Women at the Heraia
This Greek bronze statuette of a running girl, now housed in the British Museum, is 11.4cm high and dates to about 500 BC. It is Peloponnesian in style and may have been made at Sparta, though it was found at Prizren in Albania. The girl is dressed exactly as Pausanias describes the girls in the running events at Olympia ('Description of Greece', V, 16.4, second century AD).
Women in ancient Greece were rarely allowed to take part in sport, except in Sparta, where it was believed that mothers who were tough and strong would produce good Spartan soldiers. The events at Olympia were not part of the Olympics proper, but of a separate festival for the goddess Hera, wife of Zeus. Pausanias says of the women who took part: 'Their hair hangs down, a tunic reaches to a little above the knee, and they bare the right shoulder as far as the breast'.
Like the Olympics the Heraia were celebrated every four years, but the only event was the foot-race, with contests for three separate age-groups. The races were held in the stadium but with the track being shortened by one sixth, making it 158m long, instead of the 192m run by the men.
Perhaps this reflected the Greek male view of the physical inferiority of women. Religious conservatism probably also played a part in the exclusion of women from many sports, strengthened by a concern regarding women appearing naked in public, as male contestants did.
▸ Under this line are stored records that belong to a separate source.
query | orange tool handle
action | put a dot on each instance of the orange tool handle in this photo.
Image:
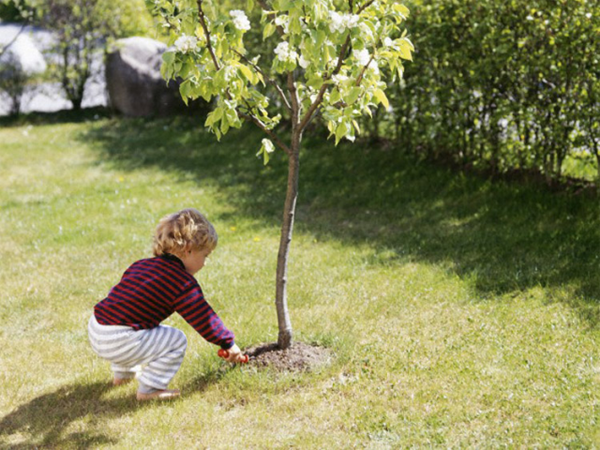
(225, 354)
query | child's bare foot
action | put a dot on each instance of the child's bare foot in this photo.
(167, 394)
(121, 381)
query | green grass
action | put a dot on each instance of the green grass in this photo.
(461, 313)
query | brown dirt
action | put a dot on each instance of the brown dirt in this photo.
(299, 357)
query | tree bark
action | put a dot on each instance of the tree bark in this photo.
(285, 327)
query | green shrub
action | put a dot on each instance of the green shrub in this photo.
(502, 85)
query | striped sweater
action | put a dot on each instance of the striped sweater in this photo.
(153, 289)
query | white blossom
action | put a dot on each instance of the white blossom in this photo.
(366, 30)
(339, 78)
(373, 68)
(186, 44)
(362, 56)
(303, 62)
(240, 20)
(340, 22)
(284, 53)
(284, 22)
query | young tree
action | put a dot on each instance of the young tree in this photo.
(326, 60)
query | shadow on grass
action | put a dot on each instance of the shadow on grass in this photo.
(45, 420)
(53, 118)
(502, 237)
(68, 417)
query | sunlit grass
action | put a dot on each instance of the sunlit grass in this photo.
(459, 313)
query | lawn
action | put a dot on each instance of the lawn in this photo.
(459, 312)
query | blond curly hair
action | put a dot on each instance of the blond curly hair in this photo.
(185, 230)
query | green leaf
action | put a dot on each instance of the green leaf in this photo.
(381, 97)
(248, 73)
(269, 30)
(352, 95)
(266, 148)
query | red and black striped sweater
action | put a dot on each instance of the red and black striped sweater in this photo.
(153, 289)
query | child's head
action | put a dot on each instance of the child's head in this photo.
(185, 230)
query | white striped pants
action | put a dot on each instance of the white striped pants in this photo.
(160, 350)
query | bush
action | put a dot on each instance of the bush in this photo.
(502, 85)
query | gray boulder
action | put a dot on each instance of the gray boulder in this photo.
(135, 86)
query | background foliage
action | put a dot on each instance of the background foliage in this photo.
(503, 86)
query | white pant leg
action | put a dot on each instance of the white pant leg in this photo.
(162, 349)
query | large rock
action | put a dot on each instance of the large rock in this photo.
(135, 86)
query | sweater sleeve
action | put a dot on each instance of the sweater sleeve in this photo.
(196, 311)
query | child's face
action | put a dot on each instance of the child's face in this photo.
(194, 260)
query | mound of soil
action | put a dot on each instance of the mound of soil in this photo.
(299, 357)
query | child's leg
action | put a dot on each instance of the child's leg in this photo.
(122, 373)
(167, 347)
(161, 348)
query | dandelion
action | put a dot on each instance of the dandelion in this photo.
(240, 20)
(185, 44)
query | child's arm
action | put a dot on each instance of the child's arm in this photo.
(192, 306)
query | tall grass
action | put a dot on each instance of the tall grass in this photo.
(461, 313)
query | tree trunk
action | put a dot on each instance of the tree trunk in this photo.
(285, 327)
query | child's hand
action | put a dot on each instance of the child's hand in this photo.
(233, 354)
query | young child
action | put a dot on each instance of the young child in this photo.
(125, 327)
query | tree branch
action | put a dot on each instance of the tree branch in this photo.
(252, 118)
(313, 107)
(362, 72)
(365, 6)
(207, 34)
(269, 79)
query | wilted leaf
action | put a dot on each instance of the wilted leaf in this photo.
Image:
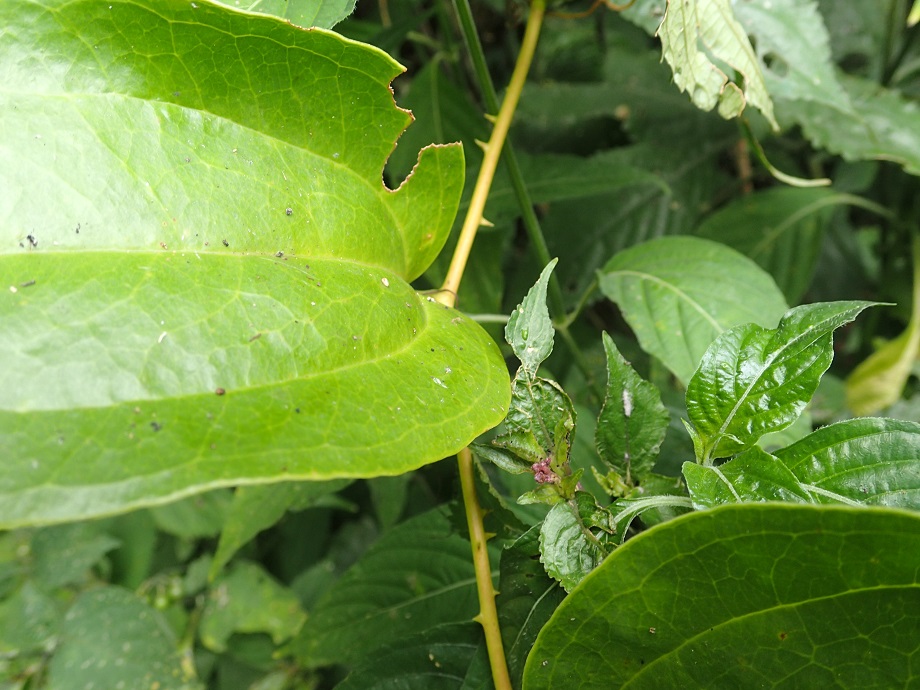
(753, 381)
(210, 280)
(689, 25)
(679, 293)
(741, 596)
(574, 538)
(530, 331)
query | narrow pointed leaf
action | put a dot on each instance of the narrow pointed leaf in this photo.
(742, 596)
(111, 639)
(879, 380)
(871, 461)
(690, 24)
(210, 282)
(755, 475)
(753, 381)
(679, 293)
(632, 423)
(416, 576)
(530, 331)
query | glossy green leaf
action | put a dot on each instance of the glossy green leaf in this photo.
(742, 596)
(256, 508)
(679, 293)
(112, 639)
(755, 475)
(780, 228)
(323, 14)
(218, 292)
(878, 381)
(852, 116)
(574, 538)
(871, 461)
(689, 25)
(416, 576)
(754, 380)
(632, 423)
(249, 600)
(530, 331)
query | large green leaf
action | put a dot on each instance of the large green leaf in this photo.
(679, 293)
(872, 461)
(753, 380)
(698, 37)
(209, 281)
(745, 596)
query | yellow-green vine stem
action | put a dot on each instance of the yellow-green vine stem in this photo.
(493, 151)
(488, 613)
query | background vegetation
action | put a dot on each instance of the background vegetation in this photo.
(186, 173)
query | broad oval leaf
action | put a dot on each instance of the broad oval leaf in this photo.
(874, 461)
(209, 280)
(679, 293)
(743, 595)
(415, 577)
(753, 381)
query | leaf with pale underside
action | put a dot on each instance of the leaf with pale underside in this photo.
(208, 280)
(697, 36)
(749, 595)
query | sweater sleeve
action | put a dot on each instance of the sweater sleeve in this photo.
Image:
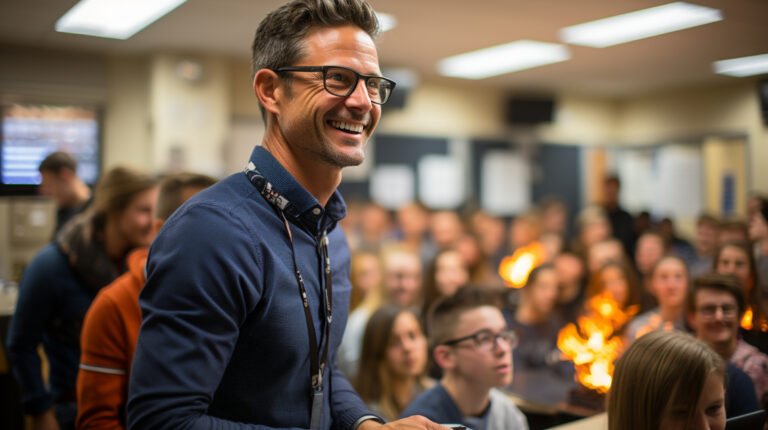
(102, 381)
(34, 310)
(200, 288)
(347, 407)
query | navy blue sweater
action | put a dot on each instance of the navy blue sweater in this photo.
(224, 341)
(50, 310)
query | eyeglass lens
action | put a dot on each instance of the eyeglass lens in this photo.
(711, 310)
(342, 82)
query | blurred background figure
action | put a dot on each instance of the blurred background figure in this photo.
(393, 362)
(413, 225)
(622, 223)
(593, 226)
(668, 282)
(445, 228)
(401, 285)
(733, 231)
(714, 307)
(735, 258)
(650, 249)
(536, 321)
(667, 380)
(618, 279)
(604, 251)
(524, 230)
(365, 276)
(758, 233)
(705, 245)
(445, 275)
(111, 326)
(62, 280)
(375, 227)
(570, 276)
(59, 180)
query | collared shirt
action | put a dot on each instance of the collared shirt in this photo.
(224, 340)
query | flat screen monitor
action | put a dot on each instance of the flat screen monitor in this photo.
(32, 131)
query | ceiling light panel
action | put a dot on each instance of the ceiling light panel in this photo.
(639, 25)
(741, 67)
(501, 59)
(115, 19)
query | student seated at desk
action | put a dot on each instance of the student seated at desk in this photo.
(473, 346)
(667, 380)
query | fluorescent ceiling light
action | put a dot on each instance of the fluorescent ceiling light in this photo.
(744, 66)
(116, 19)
(386, 21)
(639, 25)
(507, 58)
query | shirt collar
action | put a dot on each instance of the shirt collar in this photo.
(309, 212)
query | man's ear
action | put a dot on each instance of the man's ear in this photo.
(444, 357)
(689, 318)
(266, 86)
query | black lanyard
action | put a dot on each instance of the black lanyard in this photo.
(317, 362)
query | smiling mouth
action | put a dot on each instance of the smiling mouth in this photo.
(347, 127)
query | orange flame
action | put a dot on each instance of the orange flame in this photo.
(748, 324)
(591, 346)
(515, 269)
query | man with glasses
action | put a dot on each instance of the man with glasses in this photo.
(473, 346)
(248, 287)
(715, 307)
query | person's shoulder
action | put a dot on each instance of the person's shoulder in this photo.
(434, 403)
(504, 409)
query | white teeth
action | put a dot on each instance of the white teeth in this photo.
(357, 128)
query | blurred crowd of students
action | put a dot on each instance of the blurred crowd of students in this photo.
(412, 257)
(419, 278)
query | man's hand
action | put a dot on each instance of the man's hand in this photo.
(45, 421)
(410, 423)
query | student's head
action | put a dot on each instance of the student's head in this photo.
(593, 225)
(445, 227)
(178, 188)
(394, 349)
(402, 276)
(733, 231)
(570, 275)
(365, 275)
(604, 251)
(667, 380)
(707, 230)
(650, 248)
(124, 206)
(618, 279)
(541, 290)
(58, 177)
(758, 222)
(735, 258)
(470, 339)
(323, 114)
(611, 186)
(669, 282)
(715, 305)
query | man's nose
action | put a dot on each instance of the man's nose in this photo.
(360, 98)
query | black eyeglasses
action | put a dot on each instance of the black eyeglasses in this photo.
(486, 339)
(342, 81)
(728, 310)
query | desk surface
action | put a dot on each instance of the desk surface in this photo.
(546, 391)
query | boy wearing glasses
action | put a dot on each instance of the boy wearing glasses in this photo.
(715, 307)
(473, 346)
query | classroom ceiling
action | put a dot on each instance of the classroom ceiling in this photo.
(429, 30)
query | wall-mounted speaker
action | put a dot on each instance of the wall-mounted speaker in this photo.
(762, 93)
(529, 110)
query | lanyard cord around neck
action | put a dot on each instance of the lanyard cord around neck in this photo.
(317, 362)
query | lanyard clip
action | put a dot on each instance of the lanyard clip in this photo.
(317, 380)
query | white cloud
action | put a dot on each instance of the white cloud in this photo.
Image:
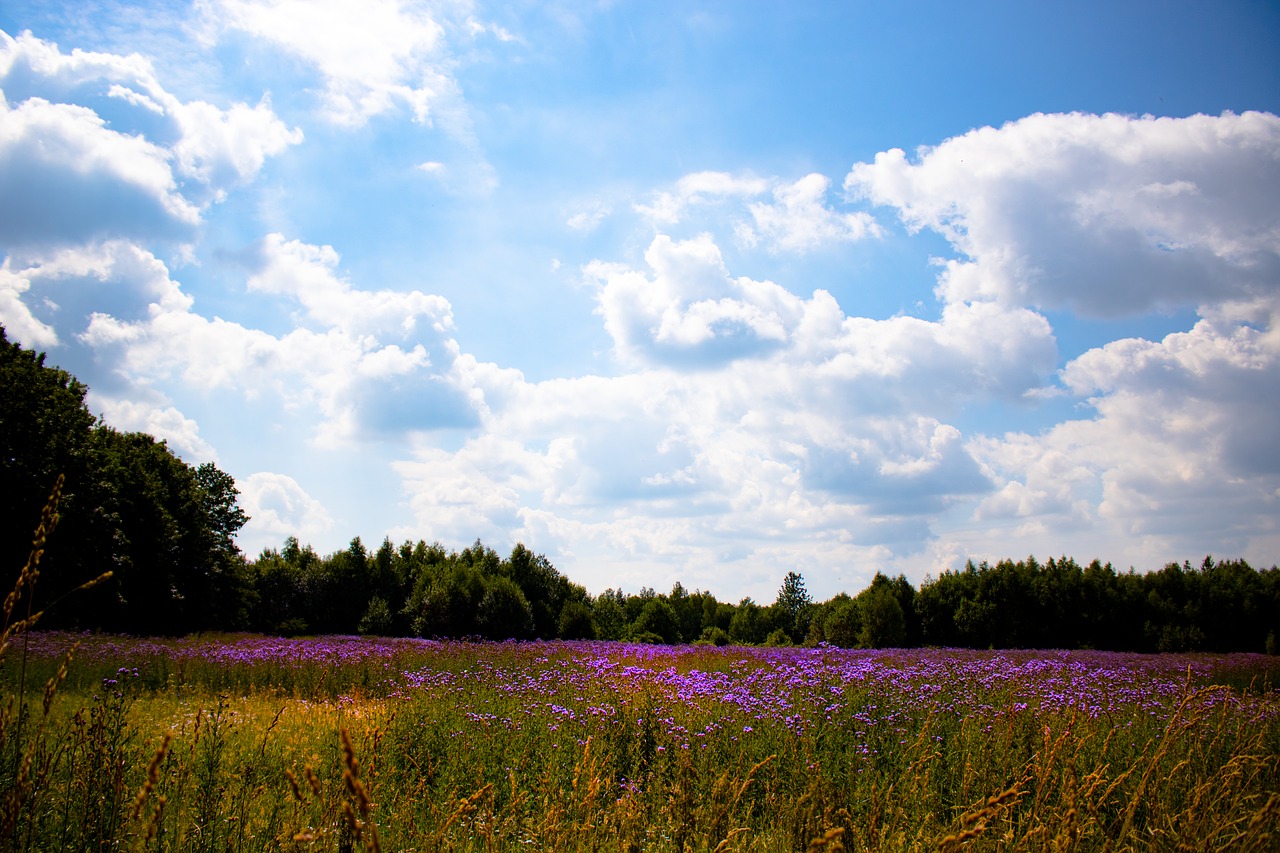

Plato, in composing the outlines of his ideal state, advocated both running and sword-fighting practice for women, but stressed that after the age of 13 they must wear 'appropriate dress'. The winning girls at the Heraia, however, were at least allowed to dedicate painted portraits of themselves in the colonnade of the Temple of Hera, where there is still evidence for the attachments of the portraits, although they have long since perished.